An huge amount of effort and innovation is going into BSD/MIT/Apache projects, including PostgreSQL. What is your evidence that the results are better with the GPL?
Usually means they are trying to sell to enterprise rather than small business. It's pretty much just a variant of "If you have to ask, you can't afford it". Pricing pages like this aren't about finding the price, but initiating a potentially months or years long sales process.
On that other hand, I guess they could just still be working out their pricing ;)
I hear you, and we are working on fixing that even as it might take some time. The challenge for us is that for an enterprise, alternatives could cost literally in the millions (see Oracle pricing at $100k's for just a single 8-core commodity machine). For start-ups, we have offered Citus for prices lower than $5k per node in the past, and we provide an entirely free community version as well.
Essentially, our take is to not have pricing be what stops you from using CitusDB. And if you are an enterprise, the value you get from using Citus should far exceed that you'd get from any other alternative out there.
Yes, it would suck to not capture the value you create, and I think you totally deserve to be paid very handsomely for this tech, of course. Oh, and please make sure to charge extra from the energy, finance and healthcare sectors.
It's just that "please call for pricing" means a negotiation with a sales guy, which many people find uncomfortable, unless they work in corporate purchasing.
No thats not really true, everything is sold for less than it is "truly" worth. Price discrimination works both ways, no reason to assume the seller will capture it all.
Most of the time when garage based uber hackers make a product they lose proportionally more. Not that this is bad, but higher tech doesn't mean correspondingly more profit.

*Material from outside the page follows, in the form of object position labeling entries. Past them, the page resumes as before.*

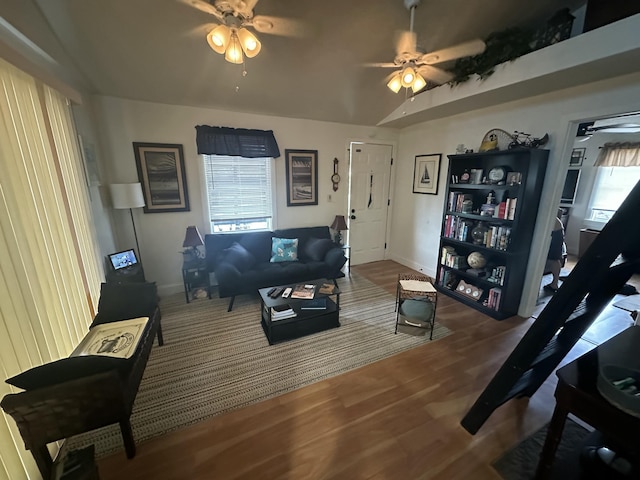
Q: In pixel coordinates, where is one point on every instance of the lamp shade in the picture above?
(339, 223)
(192, 238)
(127, 195)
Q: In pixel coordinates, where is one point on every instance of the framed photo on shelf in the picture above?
(426, 173)
(162, 175)
(302, 177)
(514, 178)
(577, 155)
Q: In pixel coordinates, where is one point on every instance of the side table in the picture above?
(195, 276)
(577, 393)
(416, 300)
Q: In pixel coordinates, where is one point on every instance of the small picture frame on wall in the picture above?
(162, 175)
(426, 173)
(302, 177)
(577, 156)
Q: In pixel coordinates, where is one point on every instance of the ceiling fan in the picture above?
(231, 36)
(414, 66)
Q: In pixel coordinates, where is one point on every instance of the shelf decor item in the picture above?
(469, 290)
(476, 260)
(302, 177)
(426, 173)
(479, 233)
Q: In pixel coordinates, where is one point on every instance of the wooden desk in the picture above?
(577, 393)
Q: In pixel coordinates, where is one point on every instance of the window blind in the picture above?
(238, 188)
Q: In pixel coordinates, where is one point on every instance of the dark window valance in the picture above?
(240, 142)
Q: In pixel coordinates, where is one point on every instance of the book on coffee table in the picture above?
(303, 291)
(314, 304)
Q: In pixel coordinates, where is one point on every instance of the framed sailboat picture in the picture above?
(426, 173)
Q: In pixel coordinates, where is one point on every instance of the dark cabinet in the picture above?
(487, 227)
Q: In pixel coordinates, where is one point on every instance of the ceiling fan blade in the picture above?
(434, 74)
(203, 6)
(285, 27)
(467, 49)
(406, 43)
(381, 65)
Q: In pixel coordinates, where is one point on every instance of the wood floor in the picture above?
(398, 418)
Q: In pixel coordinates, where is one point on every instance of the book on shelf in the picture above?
(314, 304)
(303, 291)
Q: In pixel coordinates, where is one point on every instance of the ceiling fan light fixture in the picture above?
(419, 83)
(218, 38)
(395, 84)
(408, 77)
(234, 51)
(249, 42)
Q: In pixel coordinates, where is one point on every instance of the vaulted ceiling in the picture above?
(155, 50)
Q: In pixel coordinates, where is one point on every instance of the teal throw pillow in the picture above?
(284, 250)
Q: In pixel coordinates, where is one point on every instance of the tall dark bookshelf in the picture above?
(507, 242)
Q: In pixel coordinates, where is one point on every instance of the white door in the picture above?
(369, 179)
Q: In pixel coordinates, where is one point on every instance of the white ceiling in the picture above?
(155, 50)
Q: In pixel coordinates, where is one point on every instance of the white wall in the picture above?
(161, 234)
(416, 218)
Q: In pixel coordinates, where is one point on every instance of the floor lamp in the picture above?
(128, 195)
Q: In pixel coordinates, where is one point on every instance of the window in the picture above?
(611, 187)
(239, 193)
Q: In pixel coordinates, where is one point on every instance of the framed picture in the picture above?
(302, 177)
(426, 173)
(162, 175)
(514, 178)
(577, 155)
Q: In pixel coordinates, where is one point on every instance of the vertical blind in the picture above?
(50, 272)
(238, 188)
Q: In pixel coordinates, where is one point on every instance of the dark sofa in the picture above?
(242, 261)
(80, 393)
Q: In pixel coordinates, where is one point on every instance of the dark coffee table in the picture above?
(305, 322)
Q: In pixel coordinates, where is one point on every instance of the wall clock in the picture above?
(335, 178)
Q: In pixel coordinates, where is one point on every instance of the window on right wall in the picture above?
(611, 187)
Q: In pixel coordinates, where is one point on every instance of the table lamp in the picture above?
(339, 224)
(128, 195)
(193, 239)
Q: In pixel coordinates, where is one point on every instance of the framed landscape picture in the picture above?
(162, 175)
(302, 177)
(426, 173)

This benchmark confuses CitusDB with PostgreSQL + cstore_fdw extension. CitusDB scales out PostgreSQL to multiple machines, and cstore is a columnar store for PostgreSQL. The author has a clarification posted at the end.
For single node Postgres + cstore numbers on TPC-H, we found that a few simple changes notably help. 1/ Analyze on foreign tables + increasing work_mem helps join queries by 2-4x, and 2/ Using the double precision instead of the numeric type increases aggregate function performance by 6x.
Lastly, we agree that vectorized execution can result in notable performance wins! See https://github.com/citusdata/postgres_vectorization_test for some initial work. We hope to incorporate some of MonetDB's vectorized execution features in cstore_fdw in the future.
Instead of seeing this asa Hadoop alternative - this might be a better alternative to the clunky data warehousing options like Vertica, Netezza, Greenplum, etc.
The Citus vs Hadoop comparison feels a little apples vs oranges as presented.
I worked a bit with Netezza appliances which use an older version of postgres which can spread queries across a Bladecenter ... I wonder how this compares.
The downside of the Netezza (beside the huge cost) is that it is not expandable at all - to get more Netezza you need to buy another multirack system.
Also there is a bottleneck getting data in and out as there are individual host servers that you launch jobs through (ibm x3650s if I remember correctly).
Hadoop does a significantly better job than something like Netezza in those 2 areas.
I guess the head to head comparison would be Citus vs Impala/ Hbase? That is probably where a 'massively parallel' postgres setup that can scale horizontally would out perform its hadoop counterpart.
I don't know much about the practical operation of this kind of software. What is it that makes Citus a better alternative to, say, Greenplum? Both of them are PostgreSQL-derived parallel column-store databases, right? What is Citus's USP?
Netezza is fast. It solves many problems very well. It is expandable. How can it be free and expandable at the same time while also being blazingly fast?
Neat. Postgres has always had a kick-ass I/O layer - particularly on ext4.
I think showing Q2 and Q11 numbers would've been great, because for something like Tez, this is how those plans look in Hive (before the cost-based optimizer work)
You've seen better performance on ext4 than XFS? The opposite has been my experience (mainly on 1tb data across 100 million rows, 20,000 queries/sec). btrfs + compression was 5x faster than XFS, but btrfs has nasty kernel deadlock bugs when the disk is almost full.
It is tricky. It is also hard to make a real FT postgresql instance, as most tutorials have a single pgpool node doing the load balancing, which shifts the SPOF to the pgpool node. You can do it more or less with a virtual IP ala http://www.pgpool.net/pgpool-web/contrib_docs/watchdog_maste...
To add sharding on top of that is a similar tutorial, but even more complicated.
I'm genuinely asking. I did not use it yet, but when I was researching database design subject that was my assumption we would use if we need to scale horizontally.
But lack of sharing is what we get when major open-source projects do not choose the GPL.